図12は、リステリア菌感染に対する赤血球由来の小胞と樹状細胞の併用による治療効果を示すものである。生存期間の観察により、OVAタンパク質のみ又はOVAポリペプチドのみで誘導された樹状細胞と比較して、赤血球由来の小胞(EMP)とOVAタンパク質又はOVAポリペプチドとの併用で誘導された樹状細胞は、獲得免疫反応をより良く起こす(OVAリステリア菌をより良く除去させる)ことができ、細菌に感染したマウスにより長い生存期間をもたらすことが分かった。このように、EMPは、細菌感染において、良好な免疫アジュバントとして、治療用樹状細胞ワクチンの治療効果を向上させることができると考えられる。
【0089】
実施例11:赤血球小胞接種の安全性
1.実験材料
赤血球小胞、C57/blマウス
【0090】
2.実験手順
C57/blマウスにEMP又はEMPとOVAタンパク質との混合物(数量は上記と同じ)を1日1回、3日間連続で皮下注射により接種した。そして、マウスの活動を観察し、マウスの体重を測定した。
【0091】
3.実験結果
EMPのみの接種又はEMPとOVAタンパク質との混合物の接種はいずれも、マウスの体重に影響がなく、対照群と比較してマウスの日常活動に有意差がなかった(
図13)。
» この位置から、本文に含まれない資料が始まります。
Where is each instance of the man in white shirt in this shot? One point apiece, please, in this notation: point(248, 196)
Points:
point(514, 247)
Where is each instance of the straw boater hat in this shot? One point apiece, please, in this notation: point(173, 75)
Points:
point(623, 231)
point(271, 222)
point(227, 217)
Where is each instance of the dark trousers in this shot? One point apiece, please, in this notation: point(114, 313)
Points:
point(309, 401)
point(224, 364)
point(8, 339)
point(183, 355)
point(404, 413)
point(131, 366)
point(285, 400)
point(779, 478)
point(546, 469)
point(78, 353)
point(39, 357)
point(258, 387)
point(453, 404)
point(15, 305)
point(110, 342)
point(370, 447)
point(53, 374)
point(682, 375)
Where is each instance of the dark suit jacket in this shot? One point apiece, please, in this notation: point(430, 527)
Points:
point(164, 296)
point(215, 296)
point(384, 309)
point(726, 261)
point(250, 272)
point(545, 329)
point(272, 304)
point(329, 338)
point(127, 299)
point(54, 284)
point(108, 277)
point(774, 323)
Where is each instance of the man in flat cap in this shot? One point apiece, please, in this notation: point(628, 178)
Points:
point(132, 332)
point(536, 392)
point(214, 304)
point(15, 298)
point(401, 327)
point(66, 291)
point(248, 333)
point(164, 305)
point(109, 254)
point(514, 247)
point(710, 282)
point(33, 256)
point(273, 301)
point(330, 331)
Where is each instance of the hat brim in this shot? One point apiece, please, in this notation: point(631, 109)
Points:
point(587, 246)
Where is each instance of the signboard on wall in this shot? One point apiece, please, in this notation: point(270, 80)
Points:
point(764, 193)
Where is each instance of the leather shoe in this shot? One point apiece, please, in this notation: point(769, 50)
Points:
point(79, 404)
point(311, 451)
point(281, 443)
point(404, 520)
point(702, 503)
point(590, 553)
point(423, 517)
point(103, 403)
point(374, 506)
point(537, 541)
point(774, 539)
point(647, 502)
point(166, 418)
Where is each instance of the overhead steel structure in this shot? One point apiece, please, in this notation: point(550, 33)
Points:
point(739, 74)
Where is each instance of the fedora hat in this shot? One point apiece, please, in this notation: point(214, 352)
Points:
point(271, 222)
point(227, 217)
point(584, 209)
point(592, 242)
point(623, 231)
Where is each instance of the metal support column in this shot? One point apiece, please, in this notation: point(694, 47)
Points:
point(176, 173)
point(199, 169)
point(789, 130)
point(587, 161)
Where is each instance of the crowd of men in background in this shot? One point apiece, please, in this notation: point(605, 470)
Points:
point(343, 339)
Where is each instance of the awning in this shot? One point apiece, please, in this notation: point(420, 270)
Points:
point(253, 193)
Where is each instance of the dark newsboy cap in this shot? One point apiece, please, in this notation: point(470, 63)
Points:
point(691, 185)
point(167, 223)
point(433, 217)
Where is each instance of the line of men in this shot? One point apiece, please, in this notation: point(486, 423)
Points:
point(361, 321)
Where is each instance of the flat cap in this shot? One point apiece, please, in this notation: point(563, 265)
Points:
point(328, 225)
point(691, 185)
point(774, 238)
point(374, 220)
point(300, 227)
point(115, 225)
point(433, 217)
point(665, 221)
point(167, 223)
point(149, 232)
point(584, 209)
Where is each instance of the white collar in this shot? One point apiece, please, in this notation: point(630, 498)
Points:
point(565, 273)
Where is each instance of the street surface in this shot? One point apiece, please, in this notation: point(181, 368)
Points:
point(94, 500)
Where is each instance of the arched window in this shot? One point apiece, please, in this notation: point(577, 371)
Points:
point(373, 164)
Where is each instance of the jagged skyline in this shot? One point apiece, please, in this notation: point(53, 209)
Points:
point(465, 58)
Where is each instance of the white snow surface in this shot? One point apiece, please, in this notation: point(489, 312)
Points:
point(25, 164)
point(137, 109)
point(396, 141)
本実施例は、EMPが免疫アジュバントとして明確な毒性・副作用を有しないことを示している。
【0092】
本開示の上記実施例は、本開示を明確に説明するための例示にすぎず、本開示の実施形態を限定するものではない。上記説明に基づき、他の種々の変更や修正を行えることは当業者には理解される。本明細書においてあらゆる実施形態を網羅的に列挙することができない。本開示の思想及び趣旨の範囲内での如何なる修正、置き換え及び改良等はいずれも、本開示の請求の範囲に含まれている。